●2014年日本経済の注目業界③「スーパー業界」
上記のように「駆け込み需要」と「外国人客の増加」というポジティブ要因が予想される百貨店業界に対し、スーパー業界は2014年も苦戦が続きそうです。洋泉社は、現在アベノミクスを背景に、高額商品の販売好調が注目を集めているものの、税金や社会保険料の負担増により多くの世帯で可処分所得が減少傾向にあるため、大半の消費者の節約志向が依然強いとした上で、消費税増税がさらに厳しい状況に拍車をかけるのではないかと危惧しています。日経BP社も、食品をメインに扱う食品スーパーは地域密着で消費者の支持を受けていることから安定した収益を上げているものの、食品・日用品・衣料品など生活関連用品を一手に扱う総合スーパーは、日用品や衣料品の分野で100円ショップやユニクロなどの専門店との競争激化で劣勢にある、と述べています。
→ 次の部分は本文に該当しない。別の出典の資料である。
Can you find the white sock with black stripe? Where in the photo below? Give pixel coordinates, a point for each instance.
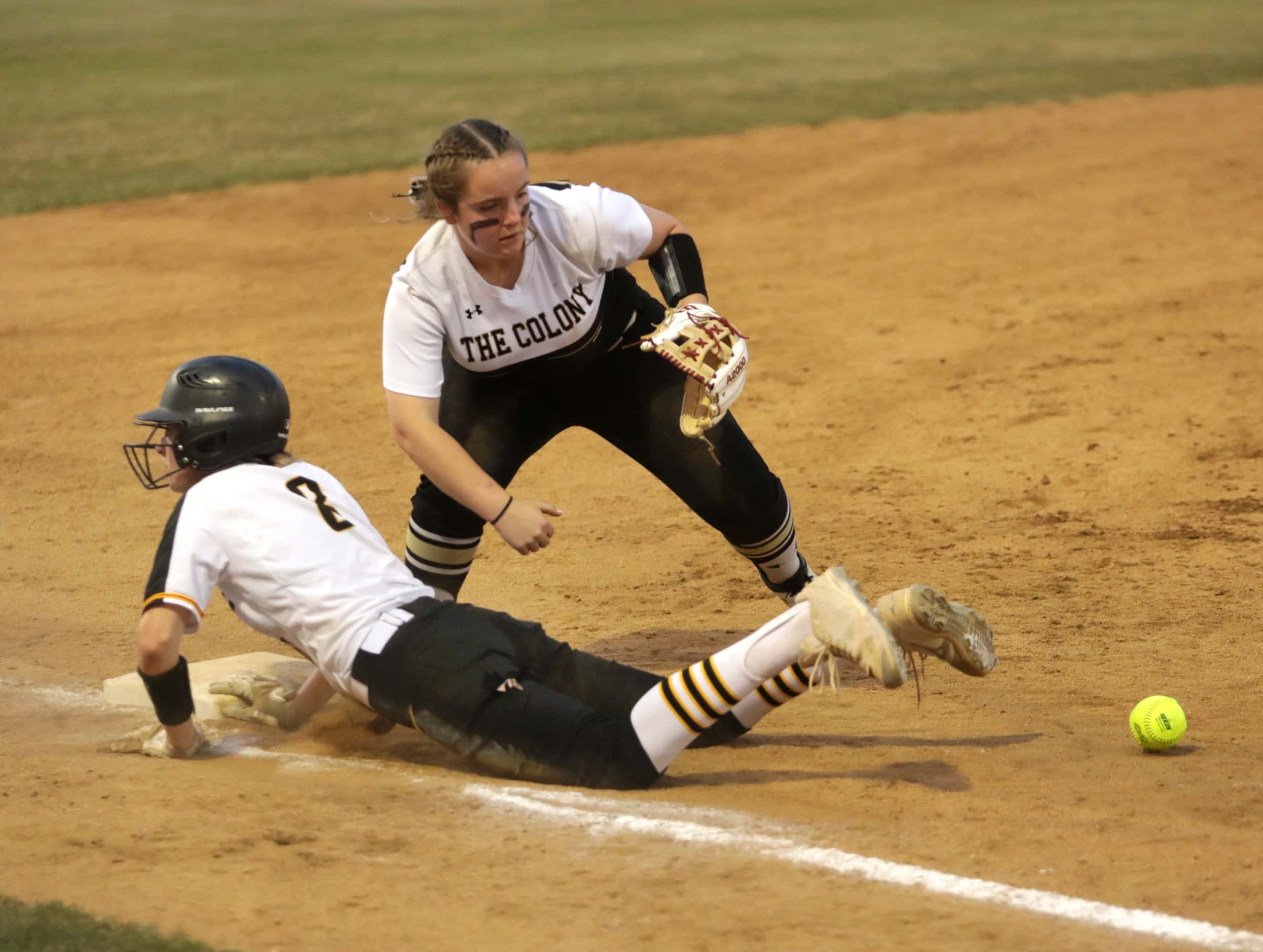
(777, 556)
(786, 686)
(440, 561)
(671, 715)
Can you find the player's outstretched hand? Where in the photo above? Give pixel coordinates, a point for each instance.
(152, 742)
(255, 698)
(526, 527)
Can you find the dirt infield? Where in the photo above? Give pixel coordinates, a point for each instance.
(1013, 354)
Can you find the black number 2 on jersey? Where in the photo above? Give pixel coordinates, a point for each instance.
(315, 494)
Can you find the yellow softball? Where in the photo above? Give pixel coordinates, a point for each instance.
(1159, 722)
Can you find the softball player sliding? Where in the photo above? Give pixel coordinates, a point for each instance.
(297, 560)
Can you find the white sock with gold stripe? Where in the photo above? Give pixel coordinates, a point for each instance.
(668, 716)
(772, 693)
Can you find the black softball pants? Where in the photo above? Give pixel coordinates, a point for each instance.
(629, 398)
(511, 699)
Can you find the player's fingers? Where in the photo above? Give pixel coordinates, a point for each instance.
(240, 688)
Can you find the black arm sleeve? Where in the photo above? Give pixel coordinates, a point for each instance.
(677, 267)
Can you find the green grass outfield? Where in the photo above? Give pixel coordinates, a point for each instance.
(52, 927)
(113, 99)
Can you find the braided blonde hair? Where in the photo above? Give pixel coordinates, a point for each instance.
(449, 160)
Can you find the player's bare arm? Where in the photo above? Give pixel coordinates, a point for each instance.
(522, 523)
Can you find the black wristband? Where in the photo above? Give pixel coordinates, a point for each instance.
(171, 692)
(677, 267)
(503, 510)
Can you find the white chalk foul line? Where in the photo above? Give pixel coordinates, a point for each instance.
(603, 819)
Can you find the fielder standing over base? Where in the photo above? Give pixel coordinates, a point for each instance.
(511, 321)
(514, 317)
(297, 560)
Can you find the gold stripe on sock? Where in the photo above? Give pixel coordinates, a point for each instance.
(767, 696)
(718, 683)
(687, 677)
(772, 542)
(450, 556)
(785, 687)
(674, 703)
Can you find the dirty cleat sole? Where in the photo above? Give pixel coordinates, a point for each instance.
(849, 628)
(923, 620)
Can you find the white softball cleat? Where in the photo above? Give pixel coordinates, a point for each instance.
(922, 620)
(845, 626)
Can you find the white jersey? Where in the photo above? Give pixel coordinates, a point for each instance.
(294, 556)
(436, 296)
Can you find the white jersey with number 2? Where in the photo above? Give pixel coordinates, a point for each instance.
(293, 554)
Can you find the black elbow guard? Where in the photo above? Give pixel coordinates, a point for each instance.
(171, 692)
(677, 268)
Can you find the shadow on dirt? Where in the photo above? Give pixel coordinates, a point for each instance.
(934, 775)
(843, 740)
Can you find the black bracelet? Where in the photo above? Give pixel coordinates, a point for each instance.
(503, 510)
(171, 693)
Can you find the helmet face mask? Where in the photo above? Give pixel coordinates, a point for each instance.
(140, 456)
(217, 412)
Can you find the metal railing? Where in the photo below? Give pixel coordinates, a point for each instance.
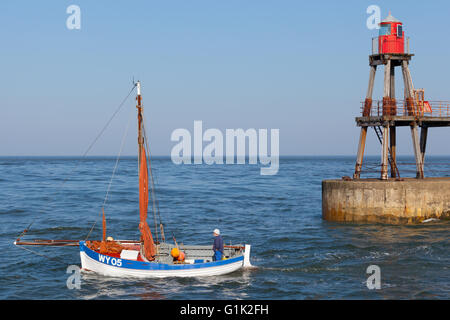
(403, 108)
(376, 49)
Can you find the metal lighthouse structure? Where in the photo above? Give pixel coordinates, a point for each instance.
(391, 49)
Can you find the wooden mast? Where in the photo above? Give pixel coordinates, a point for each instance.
(146, 234)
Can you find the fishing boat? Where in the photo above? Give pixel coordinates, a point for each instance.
(148, 257)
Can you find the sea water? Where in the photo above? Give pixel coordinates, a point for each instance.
(297, 254)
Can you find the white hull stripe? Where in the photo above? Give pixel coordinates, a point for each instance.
(142, 265)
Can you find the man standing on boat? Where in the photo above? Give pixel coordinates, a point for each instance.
(217, 246)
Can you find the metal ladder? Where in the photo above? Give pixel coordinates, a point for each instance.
(393, 164)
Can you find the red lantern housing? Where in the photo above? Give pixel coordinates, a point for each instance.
(391, 36)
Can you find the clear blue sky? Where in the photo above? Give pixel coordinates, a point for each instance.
(301, 67)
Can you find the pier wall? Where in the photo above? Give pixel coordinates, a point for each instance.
(386, 201)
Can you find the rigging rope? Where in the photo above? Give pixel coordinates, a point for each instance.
(113, 174)
(152, 182)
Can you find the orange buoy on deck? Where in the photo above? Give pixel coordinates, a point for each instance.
(181, 256)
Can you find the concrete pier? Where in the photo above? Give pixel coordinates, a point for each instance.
(386, 201)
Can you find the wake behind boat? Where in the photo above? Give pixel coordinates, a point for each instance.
(147, 257)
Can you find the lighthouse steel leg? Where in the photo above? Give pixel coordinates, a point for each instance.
(360, 154)
(417, 151)
(384, 153)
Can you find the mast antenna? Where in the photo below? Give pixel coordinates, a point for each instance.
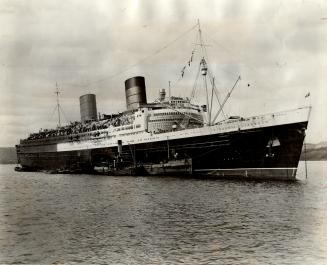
(58, 104)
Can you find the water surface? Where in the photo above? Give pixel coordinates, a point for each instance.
(84, 219)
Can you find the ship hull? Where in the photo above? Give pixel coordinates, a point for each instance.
(260, 153)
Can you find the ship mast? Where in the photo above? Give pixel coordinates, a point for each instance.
(58, 104)
(204, 70)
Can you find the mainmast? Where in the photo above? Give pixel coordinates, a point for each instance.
(58, 105)
(204, 70)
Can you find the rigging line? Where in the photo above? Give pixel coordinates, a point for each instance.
(249, 66)
(189, 63)
(142, 60)
(226, 98)
(216, 93)
(63, 113)
(54, 109)
(195, 82)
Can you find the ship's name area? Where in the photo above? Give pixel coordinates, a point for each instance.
(281, 118)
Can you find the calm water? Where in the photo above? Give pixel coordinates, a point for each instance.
(83, 219)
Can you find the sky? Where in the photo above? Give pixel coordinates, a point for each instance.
(277, 47)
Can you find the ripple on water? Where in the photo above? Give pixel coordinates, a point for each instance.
(82, 219)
2014年はこれらの厳しい消費環境を受け、スーパー大手各社が様々な業績改善のための策を講じていく1年になりそうです。イオンは手ごろな消費価格のプライベートブランド商品の一層の強化を進めており、倹約志向の消費者に対して格安商品によるアピールを積極化しています。西友も「毎日低価格」を方針として、親会社である米ウォルマートストアーズのグローバルな商品調達力を生かして、輸入製品の品ぞろえを強化しています。セブン&アイ傘下のイトーヨーカ堂も付加価値を高めたプライベートブランドに注力し、衣料メーカーなどへの対抗を図っています。また他業種との融合や業界転換の試みも見られていくと予想されています。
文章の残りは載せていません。